Investing can be a confusing process, especially for beginners. There are so many different types of investments that the sheer amount of information to wade through can be extremely overwhelming. With so much to learn, a lot of investors let frustration lead to poor decisions and negative returns.
A good way to get into investing is with mutual funds, but mutual funds are also great for investors of all skill levels. Let’s take a look at a five good reasons why you should consider investing in mutual funds, and look at a of couple mutual funds that you may want to consider adding to your portfolio.
1. Mutual Funds are Professionally Managed
Perhaps the best reason to invest in mutual funds is that they are professionally managed. This is particularly important for beginning investors since it takes the majority of the decision making out of their hands and puts the responsibility on experienced professionals that know how to best allocate the funds at their disposal. It is important to realize you are going to pay a fee for their services, and you should definitely pay attention to management fees when choosing between funds. Even with the management fees, mutual funds are a great way to play the market while still learning the ropes of investing.
2. Lower Capital Requirements
In most cases, when we start down the investing road we want to take it slow. This is not only wise, but also often necessary. Mutual funds allow you to get started with a relatively small amount of capital, with some allowing initial investments of as low as $50. This is great because you can select a fund and add a few dollars each month as you are able. This is a very attractive way for beginners to use mutual funds because there are few other ways to diversify such a small amount of starting capital.

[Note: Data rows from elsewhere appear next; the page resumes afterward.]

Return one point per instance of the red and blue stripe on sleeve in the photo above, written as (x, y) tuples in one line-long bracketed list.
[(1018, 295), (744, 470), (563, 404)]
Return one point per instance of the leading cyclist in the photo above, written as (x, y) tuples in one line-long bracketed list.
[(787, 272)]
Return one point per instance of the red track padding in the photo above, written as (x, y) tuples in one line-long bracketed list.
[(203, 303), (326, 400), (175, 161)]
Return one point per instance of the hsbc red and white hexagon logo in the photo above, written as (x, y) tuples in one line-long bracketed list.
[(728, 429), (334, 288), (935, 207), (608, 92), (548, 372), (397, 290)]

3. Lower Risk than Investing in Individual Stocks
Mutual funds, by their basic nature, are safer than investing in individual stocks. This is because mutual funds invest their capital across a basket of stocks as opposed to just one or two securities. Diversity is one of the most effective ways to protect your money and mutual funds are an excellent way to accomplish this. You can select a mutual fund that invests in large cap stocks or perhaps one that selects just small cap stocks… the possibilities are endless. The downside to being so widely diversified is that you will typically not see huge upward spikes in your investment, but the safety of knowing that you will also avoid big downside hits is well worth it.
4. Vast Number of Choices
Once you make the decision to look at mutual funds, you will find thousands of different funds to select from. There are funds built around just about any type of stock, and every possible industry. If you are feeling confident in oil stocks, you can find mutual funds that focus solely on oil companies. If you want stocks that encompass every sector of the economy, you can go with funds that focus on all the large cap stocks, regardless of what industry they are in. There are also mutual funds that take into account the ethical restrictions that some investors have, such as abortion, smoking or gambling companies. Regardless of what industry or stock type you wish to invest in, there is mutual fund that will cater to your needs.
5. Portfolio Reshuffling
This goes hand in hand with our first reason, professional management. By portfolio reshuffling, we mean that on any given day, the mutual funds manager can exit positions that they believe should no longer be in the fund, or open new positions in companies that they believe will benefit the fund’s growth. The constant day-to-day monitoring is something that most investors are unable to do on their own. Most of us have jobs where we are not able to sit in front of our computers monitoring the market all day long, so it is impossible to be on top of every trade that we need to make. This is not the case with mutual funds. Once in the fund you know that your positions are constantly being monitored and adjusted as needed.
If you are interested in mutual funds, take a look at the following mutual funds, which are among the top performing funds so far in 2012:
- Hartford Growth Opportunities (HGOAX) – A large cap mutual fund that focuses on growth stocks and is up 23.5% so far this year.
- T. Rowe Price Health Sciences (PRHSX) – A mutual fund that focuses on the healthcare industry, which is up 31.7% this year.
- Third Avenue Real Estate Value Investor (TVRVX) – This mutual fund invests in real estate stocks, and as a result of the strong year homebuilders have enjoyed, this mutual fund is currently up 31.5% in 2012.